We’ve teamed up with surf-fitness specialist Ross James of Ocean Core Fitness to bring you a weekly surf fitness blog ever dreary Monday morning with the aim of inspiring all surfers to maintain surf fitness, whether landlocked or regular beach dwellers. Here’s the first, basic bits of advice from Ross:
“Right, let’s get it straight, the best fitness for surfing, is surfing so I head down the beach as often as I can. However, being a landlocked UK surfer, the closest breaks to me rarely have swellso what are our options on keeping surf fit?
Get to the Gym!
Not a lot of people know how to optimize their time in the gym when it comes to surf fitness. Surfing is an all over workout. From upper body strength for paddling, explosive strength for popping up, core strength for balance and lower body strength for those longer rides.
After a month or more of not surfing chances are when you are paddling out next, you will fatigue a lot quicker. There are things you can do at home like press ups, squats, lunges and so forth, but in order to improve technique and ensure a higher level of surf fitness you need to take it a step further.
Head on down to the gym, or make a gym space at home. Buy some weights and/or TRX Suspension bands and get yourself a good surf fitness program. By training your full body, you will find that your general endurance in the water will improve. You will have more power through your turns, paddle out and into waves easier, and therefore have more fun. Just don’t get too macho and start trying to lift really heavy weights, this type of training can actually hinder your surfing by making you less flexible and make you more prone to injuries.
If you look into Taj Burrow ‘s workouts and diet, you can see how the training pays off when you see him surf.

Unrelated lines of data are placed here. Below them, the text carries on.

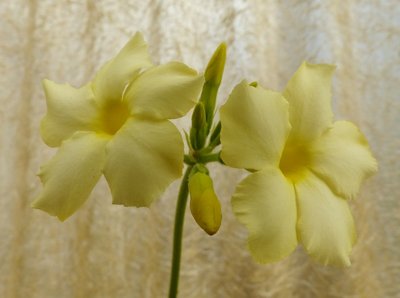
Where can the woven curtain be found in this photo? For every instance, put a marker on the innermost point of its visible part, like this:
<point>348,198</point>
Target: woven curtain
<point>106,250</point>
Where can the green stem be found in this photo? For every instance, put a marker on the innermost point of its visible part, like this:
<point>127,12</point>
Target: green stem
<point>179,219</point>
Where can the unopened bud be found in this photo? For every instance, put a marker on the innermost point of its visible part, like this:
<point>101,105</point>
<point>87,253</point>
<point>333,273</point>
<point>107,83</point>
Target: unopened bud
<point>198,134</point>
<point>215,67</point>
<point>204,204</point>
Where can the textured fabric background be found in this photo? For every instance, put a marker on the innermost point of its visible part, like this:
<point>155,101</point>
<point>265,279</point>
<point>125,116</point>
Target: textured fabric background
<point>112,251</point>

Strong powerful carving turns, aggressive radical snaps and a high level of energy throughout the session.
It’s pretty simple, swimming is as close to surfing as you can get without surfing. A lot of the top Pros are incredible Swimmers, like Clay Marzo. So buy some goggles, youtube swimming technique so you have the correct form and start slow. If you are a total novice just do 200m with perfect form the first day. You will feel good for stepping into the pool and set a benchmark for what you need to achieve from there on, just try to raise the bar with distance and/ or time each session. You are only competing with yourself and a ‘good time’ is only any time better than your last.
Another massive factor within any sport is stretching. Not only does it help reduce injury, but over time increases flexibility, which is an obvious bonus when it comes to surfing. If you stretch for 20mins just 3 times a week, you will DEFINITELY surf better next session. Whether you choose to train everyday, every week or never… always stretch.
I use a foam roller with a lot of my stretching, it gets deeper into your muscle then your usual static stretches, it is as close to a massage as you can get without going to one. Using these and tennis balls to help penetrate the muscle will sooth the muscles and like sports massage hurts like crazy during, but afterwards feels so much better!
I used to head down the beach and it didn’t matter if it was 2ft onshore storm mush or 6ft clean and offshore with the sun blazing, I would park up, suited up and run in, smirking at all those that were doing warm ups on the beach. In my head I would be saying ‘Muppet, all that time your doing your pre surf dance, I’m scoring waves’.
Nowadays I’m the one pulling shapes before a surf.